The associate director of the Permanent Citizens Advisory Committee to the MTA, William Henderson, said he believes the time-saving technology of a Smart Card will allow the city to operate a rapid-transit system along busy corridors such as 42nd Street, where transit advocates have long been calling for a light-rail system to shuttle people quickly between the Hudson and East rivers.
“It would have all the operational characteristics of light rail, but you use it with buses,” Mr. Henderson said. “With the MetroCard, boarding is very time-consuming. The Smart Card is very quick.”
It was only in 1997 that New York City Transit completed its $700 million transition from the token, introduced in 1953, to the MetroCard by installing 1,869 new turnstiles in the system’s 468 stations. How much it would cost to refit those turnstiles with Smart Card readers is unclear. The MTA, in the capital plan it originally submitted to the state, allocated $43.9 million toward Smart Card technology.
The Capital Plan Review Board, however, has yet to pass the MTA’s budget.
Critics of the card have said the new technology has distracted transit officials from confronting the stickier political issue of integrating the fares of the region’s major transit systems. Doing so would allow riders to pay one fare in return for unlimited access to buses, subways, and commuter rails between New Jersey and New York, in the view of one participant in an informal collaboration between mass-transit advocates from New York and New Jersey.
“It would only take a wink and a nod between the two governors to have one fare for both systems,” the Regional Rail Working Group’s George Haikalis said. “It may be a useful device, but the underlying question is: ‘What should the fares be?’ All that’s missing for fare integration is the will to do it. You don’t need a Smart Card for that.”

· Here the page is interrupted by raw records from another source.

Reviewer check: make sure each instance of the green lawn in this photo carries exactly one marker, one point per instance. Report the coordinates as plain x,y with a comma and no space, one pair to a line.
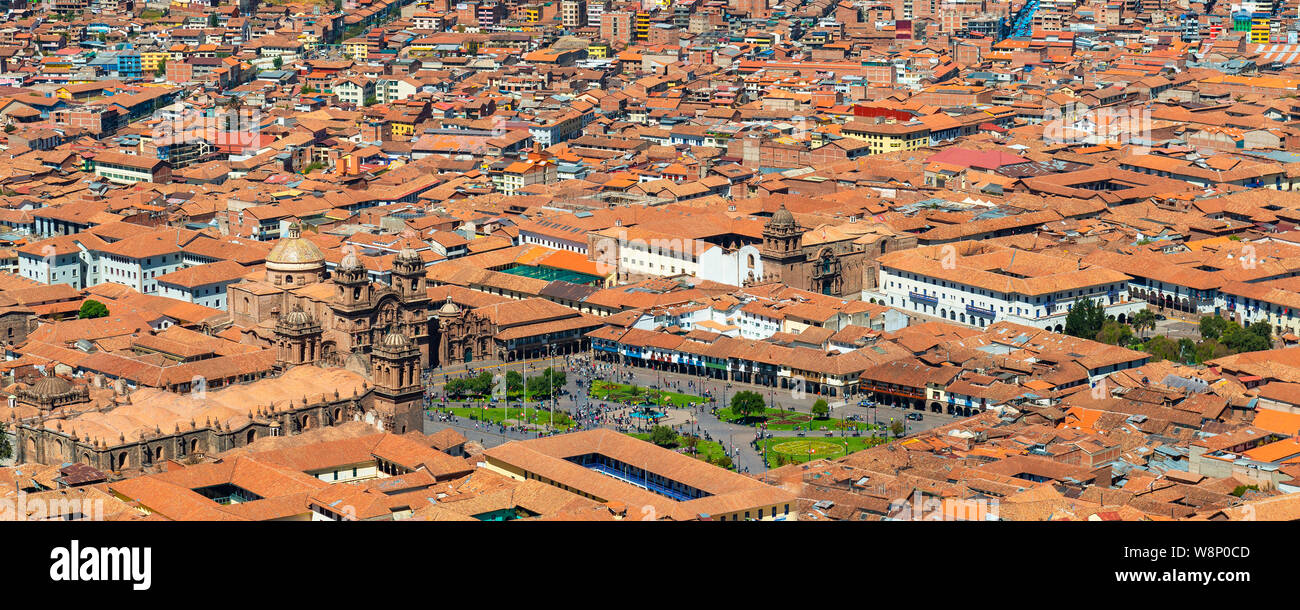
780,420
497,415
705,450
796,449
607,390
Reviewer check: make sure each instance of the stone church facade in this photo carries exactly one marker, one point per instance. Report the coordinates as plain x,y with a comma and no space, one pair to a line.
352,312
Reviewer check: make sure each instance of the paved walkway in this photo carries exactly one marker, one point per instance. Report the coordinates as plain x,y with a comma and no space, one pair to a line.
736,440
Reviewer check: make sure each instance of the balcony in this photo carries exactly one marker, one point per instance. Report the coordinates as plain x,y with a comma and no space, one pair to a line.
923,298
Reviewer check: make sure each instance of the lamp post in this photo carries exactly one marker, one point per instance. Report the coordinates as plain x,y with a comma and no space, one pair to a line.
554,398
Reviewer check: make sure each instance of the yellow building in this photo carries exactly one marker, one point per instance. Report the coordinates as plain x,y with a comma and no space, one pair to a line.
403,129
356,48
641,25
151,60
888,137
1260,30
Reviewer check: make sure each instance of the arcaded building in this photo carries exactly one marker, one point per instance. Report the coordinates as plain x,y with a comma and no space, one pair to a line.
350,312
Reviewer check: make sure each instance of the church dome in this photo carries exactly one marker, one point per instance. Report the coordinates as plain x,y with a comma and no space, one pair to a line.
783,219
51,386
350,262
408,255
298,318
395,340
449,308
295,252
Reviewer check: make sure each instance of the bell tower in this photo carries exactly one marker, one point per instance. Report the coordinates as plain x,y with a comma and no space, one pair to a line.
783,243
298,340
352,302
398,388
411,284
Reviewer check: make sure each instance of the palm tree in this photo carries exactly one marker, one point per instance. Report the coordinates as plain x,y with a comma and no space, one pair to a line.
1144,319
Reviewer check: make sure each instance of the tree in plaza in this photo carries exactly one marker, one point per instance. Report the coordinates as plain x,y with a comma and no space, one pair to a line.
1143,320
1213,327
514,383
456,388
1209,350
480,385
748,403
92,308
1262,329
1162,349
663,436
692,442
541,385
1114,333
1086,319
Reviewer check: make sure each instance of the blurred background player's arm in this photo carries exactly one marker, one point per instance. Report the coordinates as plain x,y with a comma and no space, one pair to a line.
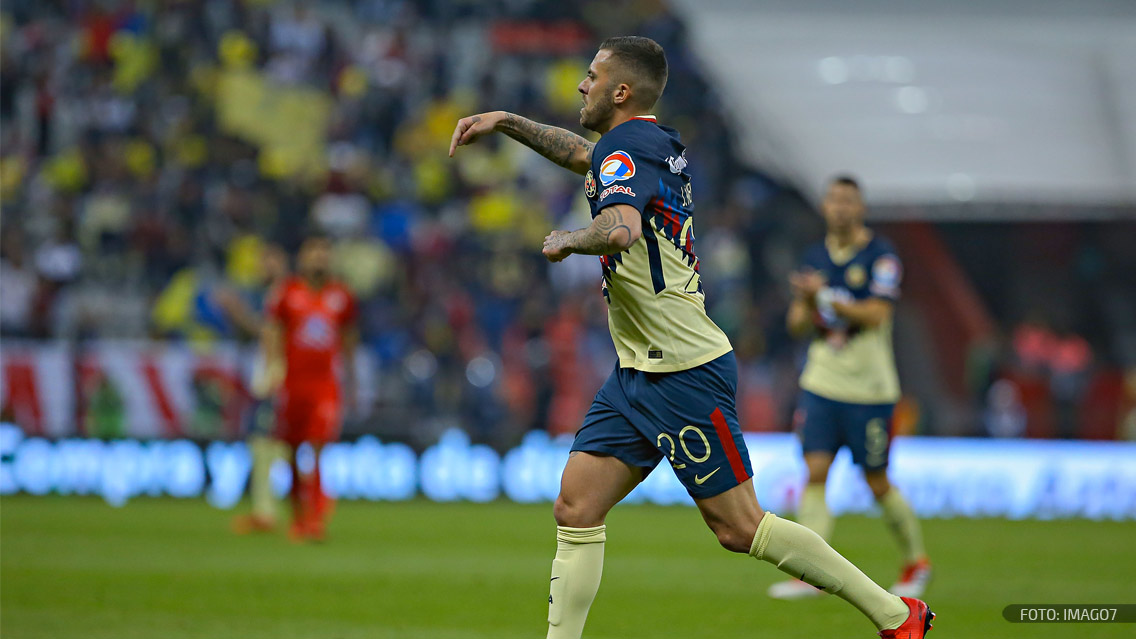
560,146
868,313
350,345
270,366
615,230
804,285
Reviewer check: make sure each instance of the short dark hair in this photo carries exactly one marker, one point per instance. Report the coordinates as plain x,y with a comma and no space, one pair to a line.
644,60
848,181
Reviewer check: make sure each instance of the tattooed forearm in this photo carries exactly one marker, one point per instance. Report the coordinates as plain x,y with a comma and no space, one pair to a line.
608,234
560,146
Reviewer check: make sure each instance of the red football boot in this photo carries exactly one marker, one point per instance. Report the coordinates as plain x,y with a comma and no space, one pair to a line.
916,627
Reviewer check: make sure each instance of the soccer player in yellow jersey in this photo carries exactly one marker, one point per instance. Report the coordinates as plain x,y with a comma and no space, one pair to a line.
671,393
843,298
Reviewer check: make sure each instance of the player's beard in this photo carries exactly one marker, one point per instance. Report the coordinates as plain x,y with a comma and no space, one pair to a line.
596,115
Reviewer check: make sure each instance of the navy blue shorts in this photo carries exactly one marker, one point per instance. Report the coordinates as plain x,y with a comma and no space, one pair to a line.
687,417
826,425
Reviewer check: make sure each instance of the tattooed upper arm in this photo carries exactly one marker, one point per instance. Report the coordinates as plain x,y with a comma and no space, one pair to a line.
560,146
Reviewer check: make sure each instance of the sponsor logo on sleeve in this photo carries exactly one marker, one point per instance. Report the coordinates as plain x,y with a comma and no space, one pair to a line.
677,164
590,184
616,189
615,167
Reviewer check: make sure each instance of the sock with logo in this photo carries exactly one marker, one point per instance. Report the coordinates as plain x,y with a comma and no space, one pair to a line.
265,451
803,554
904,525
576,573
813,513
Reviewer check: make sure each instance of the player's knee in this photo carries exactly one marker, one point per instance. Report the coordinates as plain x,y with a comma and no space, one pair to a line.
574,513
735,537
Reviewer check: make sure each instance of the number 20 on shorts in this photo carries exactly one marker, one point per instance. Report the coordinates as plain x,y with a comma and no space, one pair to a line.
682,442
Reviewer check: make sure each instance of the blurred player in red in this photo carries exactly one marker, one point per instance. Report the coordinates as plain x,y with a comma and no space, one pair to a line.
311,321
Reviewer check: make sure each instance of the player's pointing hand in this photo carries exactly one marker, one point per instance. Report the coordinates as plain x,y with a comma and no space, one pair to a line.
470,129
556,247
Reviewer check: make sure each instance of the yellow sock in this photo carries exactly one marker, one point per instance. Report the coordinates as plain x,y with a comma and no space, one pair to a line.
803,554
904,525
265,451
575,579
813,513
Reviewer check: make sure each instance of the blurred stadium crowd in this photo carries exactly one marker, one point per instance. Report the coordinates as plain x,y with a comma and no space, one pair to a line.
153,151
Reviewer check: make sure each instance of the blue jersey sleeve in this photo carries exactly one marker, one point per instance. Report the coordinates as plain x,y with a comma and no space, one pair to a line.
626,175
886,273
816,258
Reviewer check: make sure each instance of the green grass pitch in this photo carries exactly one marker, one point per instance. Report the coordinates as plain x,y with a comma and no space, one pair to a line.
75,567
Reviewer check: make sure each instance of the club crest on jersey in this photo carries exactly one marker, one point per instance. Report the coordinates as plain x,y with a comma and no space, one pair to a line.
615,167
885,275
616,189
590,184
855,275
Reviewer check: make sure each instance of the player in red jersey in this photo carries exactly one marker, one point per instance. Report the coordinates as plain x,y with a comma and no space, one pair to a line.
311,322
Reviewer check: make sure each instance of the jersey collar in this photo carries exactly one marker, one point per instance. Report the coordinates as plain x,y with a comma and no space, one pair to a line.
842,256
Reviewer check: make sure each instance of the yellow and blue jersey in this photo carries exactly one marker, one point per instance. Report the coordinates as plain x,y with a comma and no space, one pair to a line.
845,362
657,312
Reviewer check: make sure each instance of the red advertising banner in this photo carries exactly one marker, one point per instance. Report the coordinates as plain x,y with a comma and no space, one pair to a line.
138,389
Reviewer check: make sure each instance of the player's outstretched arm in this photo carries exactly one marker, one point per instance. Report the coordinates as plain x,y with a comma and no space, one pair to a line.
615,230
870,313
558,144
804,287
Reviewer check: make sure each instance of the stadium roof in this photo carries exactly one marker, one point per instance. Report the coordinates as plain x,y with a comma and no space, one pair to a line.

Mr. Haikalis said the decision by the MTA to allow riders free transfers from the subways to buses instantly integrated the road and rail systems. Indeed, daily weekday bus ridership jumped 21% in the six months after New York City Transit gave riders free transfers in July 1997, the same month all subway stations and buses were equipped with MetroCard readers. He predicts a similar surge if riders can buy one unlimited card and gain access to all forms of transportation.
Riders could take Metro North for an express ride from Grand Central to 125th Street or the Long Island Rail Road from Penn Station to Queens without having to pay an additional fare, he said.
Smart Card advocates argue that the old MetroCard does not have the data storage or versatility needed to integrate the disparate fares that commuters face.
The magnetic strip on a MetroCard can hold 200 bytes of data, while the kind of Smart Card envisioned for transit use can store between 1,000 and 4,000 bytes, the executive director of the industry group Smart Card Alliance said.
The most complex Smart Card, which will eventually be embedded in passports, holds 64,000 bytes.
“Paris, London, and Singapore, they have dozens of different fare rates and package deals,” that official, Randy Vanderhoof, said. “They are able to manage them because the chip capacity is greater and more flexible.”
Promotions offering, for example, a free ride on New Jersey Transit could be easily coded into the software used by the chip, Mr. Vanderhoof said. The card reader could separate which transit system a rider used and send the corresponding agency an invoice based on a set fare.
“The agencies would have to create a reciprocal agreement to determine how much each one would get,” Mr. Vanderhoof said. “It’s really not a technical issue. It’s just a matter of building the accounting system to support that.”
Though subway ridership has swelled by more than a million riders daily to 4.8 million since 1997, the average fare paid per ride has decreased to $1.30, a direct result of unlimited fare cards.
Creating such a region-wide card would pose a bureaucratic hurdle that the region’s transportation agencies are unready to face, despite the advances in technology.
“Those kinds of issues would have to undergo lots of discussions between the agencies,” Mr. Coleman, the Port Authority spokesman, said.